Monday, September 7, 2009

Queen of the wafflers ...

Sometimes, I have a hard time making decisions. Or I guess I should say making decisions and sticking to them. I will make a decision and then fret and pick at it, sometimes completely reversing myself. I had an excellent example this last week.

I've known for a couple months that our new C.O. & his wife are people I knew many years ago when I was a child. I was very excited about seeing them again, and so was my friend Brad. We had even cooked up a little plan to extract the maximum amount of fun out of reintroducing ourselves to them. However, a week before we're due to see them, I started thinking. What do you do when you see someone again after years and years? You catch up on their life, what's happened, what they're doing now. Well let's face it, my life right now sucks. I'm seventy-five pounds overweight, still single, and have been unemployed for six months. I don't want to talk about my life with people. So, I decided I wasn't going to go up and reintroduce myself to them after all. Maybe by the time they visit my congregation, I'd have a job and have lost at least a little weight.

The day arrives, and I'm still convinced that I don't want to go say hello. However, by now half the congregation knows that I know our new C.O., and are surprised that I'm not seeking them out. All day I have people asking me if I've said hello yet, and shaking their heads when I say 'No, I'm not going to here.' Wes & Donna are interviewed after lunch, providing some nostalgia and I start to waffle. Yes, I'll go say hello after all. No, I won't. Yes, I will. No, I won't. I'll see them when they come to our Hall. But they'll wonder why I didn't come say hello at the Assembly. On and on. Finally, during the very last talk, I make the decision 'Yes, I'm going to go say hi'. Roz even makes it easier by wanting to go say hello to the visiting couple from Brooklyn, leaving me time to say hello to Wes & Donna without feeling like she's just standing there waiting on me.

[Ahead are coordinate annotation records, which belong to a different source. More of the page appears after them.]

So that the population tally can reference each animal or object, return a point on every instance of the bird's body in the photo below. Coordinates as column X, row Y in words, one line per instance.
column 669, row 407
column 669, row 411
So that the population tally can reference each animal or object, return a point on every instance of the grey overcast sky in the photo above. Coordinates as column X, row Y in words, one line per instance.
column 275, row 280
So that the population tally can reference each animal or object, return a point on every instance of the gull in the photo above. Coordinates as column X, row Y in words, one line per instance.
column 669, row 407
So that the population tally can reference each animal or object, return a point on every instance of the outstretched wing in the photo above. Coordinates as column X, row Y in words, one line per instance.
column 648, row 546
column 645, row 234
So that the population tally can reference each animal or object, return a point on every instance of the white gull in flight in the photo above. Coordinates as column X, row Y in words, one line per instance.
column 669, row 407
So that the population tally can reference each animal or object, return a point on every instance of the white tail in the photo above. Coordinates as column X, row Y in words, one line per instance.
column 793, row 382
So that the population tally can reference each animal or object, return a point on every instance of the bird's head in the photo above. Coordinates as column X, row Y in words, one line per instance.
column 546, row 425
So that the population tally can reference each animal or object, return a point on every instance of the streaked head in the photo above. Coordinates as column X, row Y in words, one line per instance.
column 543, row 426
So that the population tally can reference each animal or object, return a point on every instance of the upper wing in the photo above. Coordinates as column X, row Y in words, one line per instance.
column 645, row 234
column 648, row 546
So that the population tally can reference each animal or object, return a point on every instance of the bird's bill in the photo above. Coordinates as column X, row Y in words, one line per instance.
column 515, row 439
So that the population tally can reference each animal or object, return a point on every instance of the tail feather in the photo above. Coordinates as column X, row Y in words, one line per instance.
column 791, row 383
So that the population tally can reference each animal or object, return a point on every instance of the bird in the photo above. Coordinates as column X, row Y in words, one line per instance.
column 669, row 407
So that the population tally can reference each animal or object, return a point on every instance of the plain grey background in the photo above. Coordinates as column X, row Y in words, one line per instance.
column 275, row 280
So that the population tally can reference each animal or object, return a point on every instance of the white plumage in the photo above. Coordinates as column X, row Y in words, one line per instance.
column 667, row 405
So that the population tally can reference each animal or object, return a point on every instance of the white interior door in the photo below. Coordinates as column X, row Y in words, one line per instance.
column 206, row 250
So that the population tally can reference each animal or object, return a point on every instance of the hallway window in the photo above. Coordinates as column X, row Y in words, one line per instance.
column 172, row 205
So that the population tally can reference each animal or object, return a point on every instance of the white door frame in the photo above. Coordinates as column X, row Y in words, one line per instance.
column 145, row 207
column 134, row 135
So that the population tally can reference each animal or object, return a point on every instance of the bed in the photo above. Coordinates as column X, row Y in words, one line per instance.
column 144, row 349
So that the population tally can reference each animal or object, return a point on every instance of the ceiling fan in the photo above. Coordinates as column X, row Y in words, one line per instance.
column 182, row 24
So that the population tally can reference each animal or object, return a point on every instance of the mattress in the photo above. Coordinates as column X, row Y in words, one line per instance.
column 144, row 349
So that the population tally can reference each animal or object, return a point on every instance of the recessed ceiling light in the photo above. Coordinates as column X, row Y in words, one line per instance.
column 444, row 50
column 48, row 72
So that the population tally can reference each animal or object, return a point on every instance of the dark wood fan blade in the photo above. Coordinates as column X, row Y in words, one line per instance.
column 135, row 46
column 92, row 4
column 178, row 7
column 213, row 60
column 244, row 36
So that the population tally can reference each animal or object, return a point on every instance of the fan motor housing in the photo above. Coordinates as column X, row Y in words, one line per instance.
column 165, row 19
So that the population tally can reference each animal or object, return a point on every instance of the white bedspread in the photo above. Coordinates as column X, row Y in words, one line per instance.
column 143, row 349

I'm so glad I said hello. It was fun and wonderful. Neither of them recognized me, but when I told them who I was they remembered me instantly. They were so excited and happy to see me again, all grown up. Donna even said I was beautiful. I didn't even have to talk about my life except to tell them I lived out here now and am in the French. All that mental spazzing for nothing. I may even put aside my C.O. phobia and ask to work with them or feed them when they're here. Hopefully by then things will have improved enough that I won't go through the same round of mental aerobics I did this first time. However, I can't guarantee that. I still talk myself out of giving answers at the French meetings, and that's less pressure. That's a subject for another ramble, though.